One of Abubakar’s oldest childhood memories is his parents asking him nonstop math and science questions during their weekly three hour drives from Friendship, Wisconsin, where he grew up, to Chicago, Illinois. Abubakar’s parents were able to come to the United States from Pakistan in the 1990s due in large part because they were medical doctors so they felt it their duty to ensure Abubakar would have a strong technical education. Abubakar also picked up on the importance of their Pakistani and Muslim heritage during those trips to Chicago, because their purpose was largely to expose Abubakar and his siblings to a bigger Pakistani community in Chicago.
During middle school and high school, thanks to his parents and teachers, Abubakar was able to excel in math and physics competitions. After entering MIT, Abubakar began applying the same analytical approaches to problems in biology and medicine, developing new kinds of probes to read neural signals and working on ways to make it easier for doctors to diagnose respiratory conditions by developing new, noninvasive, and easy to perform tests.
In 2013, Abubakar started an initiative to mentor immigrant high school students in the Boston-area, guiding them through college applications and helping them prepare for standardized tests.
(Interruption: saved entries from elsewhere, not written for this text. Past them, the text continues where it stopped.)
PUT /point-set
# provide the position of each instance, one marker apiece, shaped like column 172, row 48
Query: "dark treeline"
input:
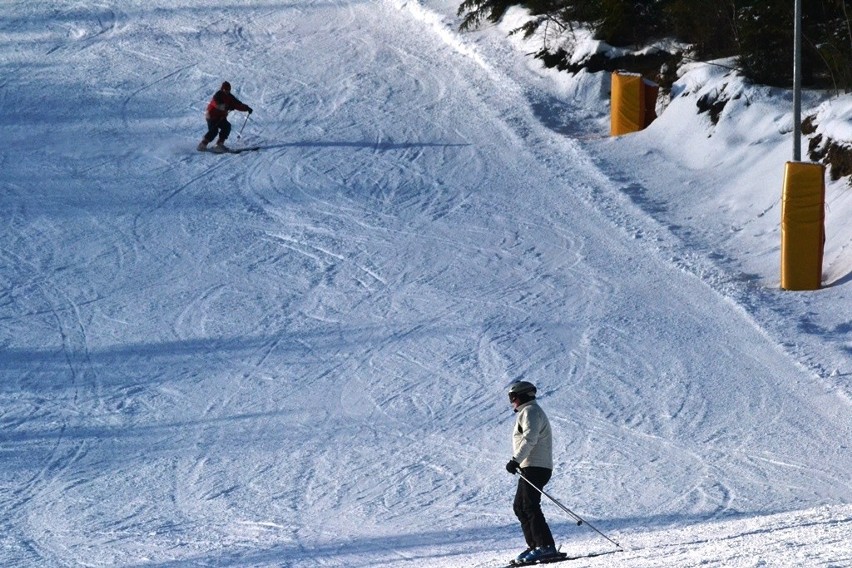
column 758, row 33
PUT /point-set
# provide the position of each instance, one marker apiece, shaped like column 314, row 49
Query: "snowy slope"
column 298, row 356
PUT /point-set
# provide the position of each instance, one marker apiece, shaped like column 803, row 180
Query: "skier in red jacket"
column 217, row 117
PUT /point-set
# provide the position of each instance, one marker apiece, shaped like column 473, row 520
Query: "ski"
column 562, row 557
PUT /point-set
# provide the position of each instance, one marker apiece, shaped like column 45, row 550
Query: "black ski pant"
column 221, row 127
column 528, row 507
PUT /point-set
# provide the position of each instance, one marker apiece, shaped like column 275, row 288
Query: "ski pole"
column 243, row 126
column 573, row 515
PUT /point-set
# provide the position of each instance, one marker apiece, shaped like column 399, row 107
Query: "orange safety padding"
column 627, row 103
column 633, row 103
column 802, row 226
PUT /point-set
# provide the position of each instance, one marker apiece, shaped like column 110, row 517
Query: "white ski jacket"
column 532, row 440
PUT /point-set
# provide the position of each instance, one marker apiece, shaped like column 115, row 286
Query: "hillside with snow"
column 298, row 356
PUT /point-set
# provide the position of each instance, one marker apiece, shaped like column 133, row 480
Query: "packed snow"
column 299, row 356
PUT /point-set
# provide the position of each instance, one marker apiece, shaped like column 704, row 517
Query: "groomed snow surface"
column 299, row 356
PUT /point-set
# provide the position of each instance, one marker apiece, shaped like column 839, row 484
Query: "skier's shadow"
column 377, row 146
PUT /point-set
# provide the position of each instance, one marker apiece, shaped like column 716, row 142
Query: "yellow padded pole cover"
column 802, row 226
column 627, row 103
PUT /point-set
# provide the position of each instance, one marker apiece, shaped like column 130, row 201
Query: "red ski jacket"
column 222, row 103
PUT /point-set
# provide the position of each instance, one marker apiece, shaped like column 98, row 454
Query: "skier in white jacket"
column 532, row 455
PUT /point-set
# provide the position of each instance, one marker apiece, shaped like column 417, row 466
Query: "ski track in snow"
column 297, row 356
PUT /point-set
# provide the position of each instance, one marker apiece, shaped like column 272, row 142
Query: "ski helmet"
column 521, row 388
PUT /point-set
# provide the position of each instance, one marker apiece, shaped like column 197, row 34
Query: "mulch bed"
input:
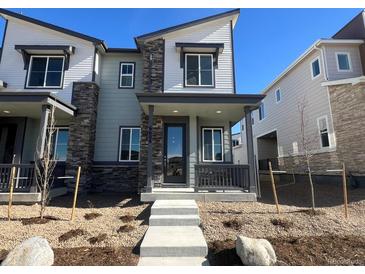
column 98, row 239
column 127, row 218
column 71, row 234
column 320, row 250
column 126, row 228
column 92, row 215
column 103, row 256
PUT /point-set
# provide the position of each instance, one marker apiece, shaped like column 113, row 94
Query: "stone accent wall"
column 157, row 49
column 82, row 133
column 348, row 112
column 115, row 178
column 157, row 154
column 319, row 162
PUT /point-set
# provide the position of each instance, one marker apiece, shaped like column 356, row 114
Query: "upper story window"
column 343, row 61
column 126, row 79
column 60, row 144
column 212, row 145
column 262, row 112
column 45, row 72
column 129, row 144
column 323, row 131
column 199, row 70
column 278, row 95
column 315, row 68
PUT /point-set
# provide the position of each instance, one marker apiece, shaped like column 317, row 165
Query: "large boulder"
column 34, row 251
column 255, row 251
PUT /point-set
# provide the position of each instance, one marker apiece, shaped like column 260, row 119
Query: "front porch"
column 24, row 118
column 186, row 148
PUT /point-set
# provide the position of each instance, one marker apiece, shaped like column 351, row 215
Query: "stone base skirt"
column 115, row 178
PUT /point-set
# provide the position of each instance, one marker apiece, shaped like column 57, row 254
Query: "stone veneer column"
column 348, row 113
column 82, row 133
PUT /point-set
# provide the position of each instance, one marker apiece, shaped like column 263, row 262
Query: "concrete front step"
column 174, row 241
column 173, row 261
column 174, row 220
column 174, row 207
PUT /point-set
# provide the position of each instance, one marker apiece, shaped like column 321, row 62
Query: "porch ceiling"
column 220, row 107
column 29, row 104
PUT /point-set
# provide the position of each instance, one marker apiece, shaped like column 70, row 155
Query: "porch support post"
column 46, row 110
column 149, row 186
column 250, row 150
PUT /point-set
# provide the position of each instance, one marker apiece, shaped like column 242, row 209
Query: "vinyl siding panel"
column 23, row 33
column 333, row 73
column 213, row 32
column 284, row 116
column 116, row 107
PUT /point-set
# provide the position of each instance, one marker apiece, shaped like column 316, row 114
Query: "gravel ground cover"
column 299, row 237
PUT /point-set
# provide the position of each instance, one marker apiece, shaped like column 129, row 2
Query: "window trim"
column 130, row 144
column 337, row 53
column 45, row 78
column 319, row 65
column 57, row 128
column 133, row 75
column 199, row 71
column 276, row 97
column 319, row 132
column 222, row 144
column 263, row 105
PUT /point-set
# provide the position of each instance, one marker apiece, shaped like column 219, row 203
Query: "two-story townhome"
column 327, row 79
column 146, row 119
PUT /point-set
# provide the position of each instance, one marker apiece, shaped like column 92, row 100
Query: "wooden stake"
column 344, row 185
column 76, row 190
column 11, row 183
column 274, row 188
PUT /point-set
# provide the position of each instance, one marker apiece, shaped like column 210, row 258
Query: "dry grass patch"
column 98, row 239
column 92, row 215
column 71, row 234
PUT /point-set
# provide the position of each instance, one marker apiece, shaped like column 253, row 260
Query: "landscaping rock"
column 255, row 251
column 34, row 251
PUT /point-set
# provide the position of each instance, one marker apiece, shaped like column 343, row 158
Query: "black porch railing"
column 23, row 180
column 221, row 177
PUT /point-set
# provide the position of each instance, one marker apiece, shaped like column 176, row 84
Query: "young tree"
column 307, row 142
column 44, row 162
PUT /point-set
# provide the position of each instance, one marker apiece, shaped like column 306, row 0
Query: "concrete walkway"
column 174, row 237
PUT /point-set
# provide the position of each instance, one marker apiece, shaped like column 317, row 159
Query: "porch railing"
column 23, row 180
column 221, row 177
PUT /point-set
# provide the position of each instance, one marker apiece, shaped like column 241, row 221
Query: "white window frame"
column 262, row 105
column 199, row 69
column 130, row 144
column 57, row 129
column 319, row 65
column 46, row 71
column 213, row 155
column 348, row 58
column 126, row 74
column 319, row 132
column 276, row 95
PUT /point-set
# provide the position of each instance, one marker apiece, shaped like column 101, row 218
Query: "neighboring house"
column 329, row 77
column 159, row 115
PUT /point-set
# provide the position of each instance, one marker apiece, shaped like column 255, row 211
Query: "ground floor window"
column 212, row 144
column 60, row 144
column 129, row 144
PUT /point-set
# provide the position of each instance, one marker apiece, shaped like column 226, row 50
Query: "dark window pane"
column 206, row 78
column 55, row 64
column 126, row 81
column 36, row 79
column 206, row 62
column 53, row 79
column 343, row 62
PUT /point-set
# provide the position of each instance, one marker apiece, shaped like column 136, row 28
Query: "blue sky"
column 266, row 40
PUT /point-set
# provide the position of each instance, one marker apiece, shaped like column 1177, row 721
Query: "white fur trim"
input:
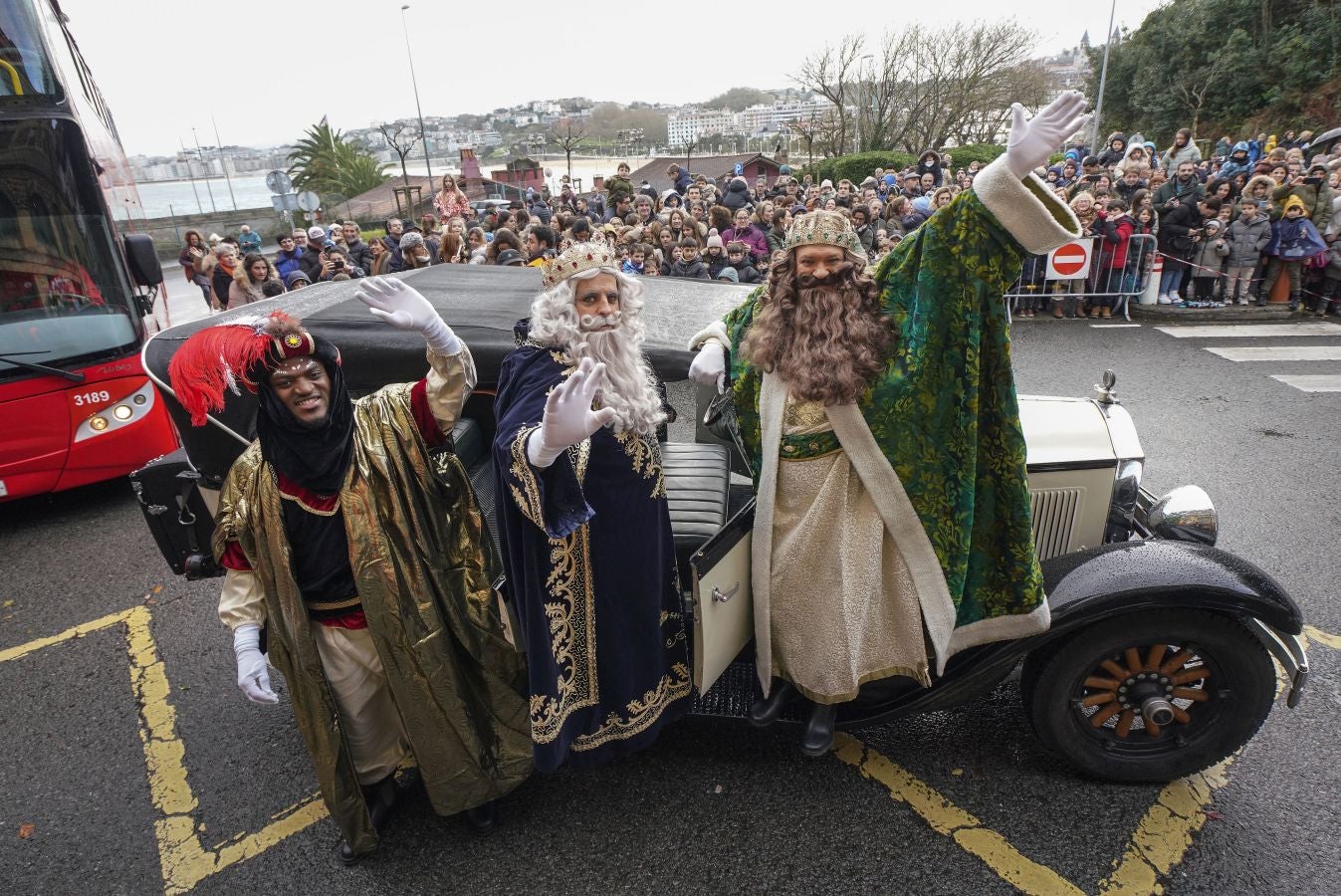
column 1001, row 628
column 773, row 397
column 715, row 331
column 903, row 524
column 1027, row 209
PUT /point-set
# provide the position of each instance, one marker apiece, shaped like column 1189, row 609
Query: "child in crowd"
column 1247, row 236
column 690, row 265
column 1206, row 262
column 1293, row 240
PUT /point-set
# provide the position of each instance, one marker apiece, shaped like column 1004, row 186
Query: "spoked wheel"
column 1151, row 698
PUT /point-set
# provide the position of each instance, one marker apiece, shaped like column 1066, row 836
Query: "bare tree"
column 924, row 86
column 401, row 143
column 568, row 138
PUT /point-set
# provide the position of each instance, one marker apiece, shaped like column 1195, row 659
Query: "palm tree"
column 325, row 162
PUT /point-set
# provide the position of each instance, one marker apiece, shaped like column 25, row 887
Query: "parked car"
column 1159, row 657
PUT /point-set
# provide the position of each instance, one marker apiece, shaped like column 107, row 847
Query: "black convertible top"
column 480, row 304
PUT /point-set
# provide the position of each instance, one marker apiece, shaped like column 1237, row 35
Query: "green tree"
column 325, row 162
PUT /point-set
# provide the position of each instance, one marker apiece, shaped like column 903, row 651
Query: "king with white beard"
column 584, row 524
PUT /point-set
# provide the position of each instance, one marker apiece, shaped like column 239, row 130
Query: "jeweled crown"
column 823, row 228
column 576, row 258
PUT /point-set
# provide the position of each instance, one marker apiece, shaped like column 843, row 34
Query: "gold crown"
column 576, row 258
column 825, row 228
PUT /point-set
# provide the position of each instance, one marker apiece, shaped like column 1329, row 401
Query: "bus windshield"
column 63, row 293
column 24, row 70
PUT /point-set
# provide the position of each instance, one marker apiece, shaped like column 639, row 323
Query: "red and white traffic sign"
column 1070, row 261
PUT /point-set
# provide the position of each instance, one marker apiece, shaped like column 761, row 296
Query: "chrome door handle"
column 718, row 597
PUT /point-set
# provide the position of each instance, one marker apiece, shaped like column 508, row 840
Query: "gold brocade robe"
column 416, row 541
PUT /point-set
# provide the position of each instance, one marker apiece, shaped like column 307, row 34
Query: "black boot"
column 816, row 737
column 766, row 710
column 483, row 819
column 381, row 799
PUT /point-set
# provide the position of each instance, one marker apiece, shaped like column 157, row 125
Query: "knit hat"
column 1294, row 201
column 825, row 228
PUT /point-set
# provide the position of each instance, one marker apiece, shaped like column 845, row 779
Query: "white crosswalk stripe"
column 1283, row 353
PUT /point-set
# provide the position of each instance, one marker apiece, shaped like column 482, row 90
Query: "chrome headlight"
column 1186, row 514
column 1121, row 507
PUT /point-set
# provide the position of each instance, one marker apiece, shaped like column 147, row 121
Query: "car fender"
column 1125, row 577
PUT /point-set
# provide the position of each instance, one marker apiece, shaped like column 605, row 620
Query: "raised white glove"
column 405, row 309
column 252, row 671
column 568, row 417
column 710, row 366
column 1034, row 139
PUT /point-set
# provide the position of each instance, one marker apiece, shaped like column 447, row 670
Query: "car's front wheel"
column 1151, row 698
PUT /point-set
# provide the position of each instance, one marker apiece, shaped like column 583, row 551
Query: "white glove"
column 252, row 672
column 710, row 366
column 568, row 417
column 1032, row 141
column 405, row 309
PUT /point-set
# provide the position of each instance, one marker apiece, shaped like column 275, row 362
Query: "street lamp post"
column 1102, row 77
column 409, row 55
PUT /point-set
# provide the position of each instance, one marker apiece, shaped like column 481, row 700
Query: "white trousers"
column 367, row 713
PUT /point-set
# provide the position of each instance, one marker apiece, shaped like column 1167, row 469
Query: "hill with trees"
column 1225, row 66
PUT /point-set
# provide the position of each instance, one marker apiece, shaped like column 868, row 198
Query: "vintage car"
column 1159, row 657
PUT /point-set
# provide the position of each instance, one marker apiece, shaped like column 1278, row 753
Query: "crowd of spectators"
column 1225, row 227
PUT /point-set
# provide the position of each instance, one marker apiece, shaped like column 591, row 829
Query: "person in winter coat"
column 1135, row 157
column 1293, row 242
column 1182, row 150
column 1179, row 188
column 1248, row 234
column 1207, row 259
column 1115, row 150
column 1179, row 234
column 688, row 265
column 746, row 232
column 737, row 195
column 738, row 259
column 1237, row 161
column 930, row 164
column 1313, row 193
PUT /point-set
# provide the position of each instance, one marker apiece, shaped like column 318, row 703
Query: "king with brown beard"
column 892, row 525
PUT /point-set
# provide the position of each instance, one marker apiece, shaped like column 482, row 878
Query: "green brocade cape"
column 420, row 557
column 944, row 412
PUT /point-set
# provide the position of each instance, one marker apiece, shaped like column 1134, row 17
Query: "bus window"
column 63, row 293
column 24, row 70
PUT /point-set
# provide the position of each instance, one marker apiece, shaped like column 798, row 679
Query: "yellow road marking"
column 1322, row 637
column 1164, row 834
column 950, row 819
column 184, row 858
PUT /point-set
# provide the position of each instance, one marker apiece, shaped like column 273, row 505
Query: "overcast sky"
column 269, row 70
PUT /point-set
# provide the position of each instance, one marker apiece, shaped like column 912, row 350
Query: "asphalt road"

Realizing the importance of mentors in his own education, Abubakar helped create an online interface to pair high school and college students that has allowed the program to spread to other universities, including Rice, Columbia, and Harvard.
As a PhD student at Stanford, Abubakar will work on building medical devices that can stay in the human body for extended periods of time to provide unique, patient-specific biomedical information that can help diagnose diseases and provide real-time feedback to patients. By integrating research with continued mentorship, Abubakar hopes to inspire other immigrants to learn skills to solve the problems around them.